It's a dim morning: low-slung clouds, a small wind. Yesterday was spattered with sudden showers and bright sun, but today, I think, rain will settle in, so I should get outside and take those towels off the line while I still have time.
After gleaning a few books out of the pile at the Episcopal church's yard sale (Le Carre, Oates, Trevor, a bio of Millay), I settled into house and yard work and managed to get a fair amount done pretty quickly: floors and bathrooms cleaned and mopped, winter firewood equipment stowed in the basement for the season, towels and sheets changed and washed; and then mowing, trimming, flower deadheading, peony triage, and rescuing the carrot seedlings that some wretched squirrel had uprooted. Eventually I baked brownies, finished the Bronte biography (an accomplishment!), made asparagus salad and parmesan-breaded lamb chops, played cribbage, listened to the Red Sox lose big to the lowly White Sox (though, having recently been a temporary White Sox fan in Chicago, I admit to enjoying the buoyant delight of a crowd that had no expectation of victory).
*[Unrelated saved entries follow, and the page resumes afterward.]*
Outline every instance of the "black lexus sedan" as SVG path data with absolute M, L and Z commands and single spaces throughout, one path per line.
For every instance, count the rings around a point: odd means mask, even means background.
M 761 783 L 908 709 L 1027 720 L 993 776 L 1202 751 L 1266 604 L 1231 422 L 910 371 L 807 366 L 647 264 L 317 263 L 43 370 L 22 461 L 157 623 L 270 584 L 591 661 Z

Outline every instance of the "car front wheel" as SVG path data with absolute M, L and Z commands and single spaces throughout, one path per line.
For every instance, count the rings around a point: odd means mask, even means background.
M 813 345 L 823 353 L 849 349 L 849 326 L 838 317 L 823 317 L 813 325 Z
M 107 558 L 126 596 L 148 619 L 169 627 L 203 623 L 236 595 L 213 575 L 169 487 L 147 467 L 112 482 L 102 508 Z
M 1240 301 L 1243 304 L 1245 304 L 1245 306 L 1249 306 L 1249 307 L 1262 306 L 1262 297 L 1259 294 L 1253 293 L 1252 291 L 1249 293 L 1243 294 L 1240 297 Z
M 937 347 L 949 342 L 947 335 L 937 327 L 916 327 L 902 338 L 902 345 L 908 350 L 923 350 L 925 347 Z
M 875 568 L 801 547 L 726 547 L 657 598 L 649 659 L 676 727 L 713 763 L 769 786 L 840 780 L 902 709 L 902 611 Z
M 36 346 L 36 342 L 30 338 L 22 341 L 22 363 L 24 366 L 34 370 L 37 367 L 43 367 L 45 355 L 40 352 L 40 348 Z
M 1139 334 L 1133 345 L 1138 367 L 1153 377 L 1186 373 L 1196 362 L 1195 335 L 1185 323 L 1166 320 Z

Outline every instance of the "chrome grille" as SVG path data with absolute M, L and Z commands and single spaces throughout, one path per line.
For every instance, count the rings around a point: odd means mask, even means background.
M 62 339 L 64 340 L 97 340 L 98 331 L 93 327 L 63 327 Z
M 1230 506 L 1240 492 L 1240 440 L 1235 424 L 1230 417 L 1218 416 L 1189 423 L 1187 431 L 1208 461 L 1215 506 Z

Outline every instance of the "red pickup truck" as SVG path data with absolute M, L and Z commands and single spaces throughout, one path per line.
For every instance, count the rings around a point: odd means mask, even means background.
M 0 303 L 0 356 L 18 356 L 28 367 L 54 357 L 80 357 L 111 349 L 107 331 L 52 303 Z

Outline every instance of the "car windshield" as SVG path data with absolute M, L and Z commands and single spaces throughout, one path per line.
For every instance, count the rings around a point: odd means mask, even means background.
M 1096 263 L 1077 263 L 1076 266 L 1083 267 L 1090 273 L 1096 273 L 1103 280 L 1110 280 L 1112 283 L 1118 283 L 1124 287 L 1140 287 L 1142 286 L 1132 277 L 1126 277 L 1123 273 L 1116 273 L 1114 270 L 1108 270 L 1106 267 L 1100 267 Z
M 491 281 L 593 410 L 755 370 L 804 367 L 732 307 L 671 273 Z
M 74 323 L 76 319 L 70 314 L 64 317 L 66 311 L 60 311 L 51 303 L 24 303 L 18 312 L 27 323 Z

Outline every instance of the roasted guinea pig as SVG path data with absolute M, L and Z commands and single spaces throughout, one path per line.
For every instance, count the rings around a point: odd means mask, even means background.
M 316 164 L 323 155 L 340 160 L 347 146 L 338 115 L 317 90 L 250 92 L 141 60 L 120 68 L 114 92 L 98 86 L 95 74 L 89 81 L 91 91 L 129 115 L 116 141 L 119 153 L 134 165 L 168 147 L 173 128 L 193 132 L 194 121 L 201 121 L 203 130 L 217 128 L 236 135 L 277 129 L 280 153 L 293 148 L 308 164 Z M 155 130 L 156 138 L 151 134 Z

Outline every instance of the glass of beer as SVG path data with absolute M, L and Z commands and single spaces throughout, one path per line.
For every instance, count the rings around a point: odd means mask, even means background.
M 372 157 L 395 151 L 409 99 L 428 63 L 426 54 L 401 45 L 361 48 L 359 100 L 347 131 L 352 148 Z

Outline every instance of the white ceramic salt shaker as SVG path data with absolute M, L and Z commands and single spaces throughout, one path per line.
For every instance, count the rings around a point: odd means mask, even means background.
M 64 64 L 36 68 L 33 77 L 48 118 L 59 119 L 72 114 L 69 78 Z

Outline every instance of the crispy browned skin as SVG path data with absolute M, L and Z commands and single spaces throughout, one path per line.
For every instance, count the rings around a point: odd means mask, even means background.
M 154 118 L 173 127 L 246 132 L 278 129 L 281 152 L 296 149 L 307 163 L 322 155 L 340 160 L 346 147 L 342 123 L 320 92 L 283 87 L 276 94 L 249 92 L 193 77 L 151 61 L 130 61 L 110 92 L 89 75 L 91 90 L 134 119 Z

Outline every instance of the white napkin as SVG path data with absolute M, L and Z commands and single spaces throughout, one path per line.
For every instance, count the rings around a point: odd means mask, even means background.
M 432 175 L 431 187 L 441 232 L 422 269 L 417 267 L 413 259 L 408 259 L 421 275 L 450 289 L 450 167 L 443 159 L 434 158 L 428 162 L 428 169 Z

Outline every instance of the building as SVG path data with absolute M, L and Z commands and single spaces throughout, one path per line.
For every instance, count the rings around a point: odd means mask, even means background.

I don't really have plans for today. I suppose I'll go grocery shopping, and I might transplant some nasturtium seedlings and do a little weeding, if the weather allows, but really anything could happen. It's a pleasant feeling to have the big weekly jobs behind me. I've started reading Jhumpa Lahiri's The Namesake. The vases are filled with peonies. I'm imagining fish chowder and herb bread for dinner.
Mostly I'm attempting to find a portal back into my brisk, productive, thoughtful existence. I knew this week's travels would disrupt and disable, and I tried to build in a weekend-at-home as a buffer and a convalescence, and I was right to do so. Still, nothing is easy.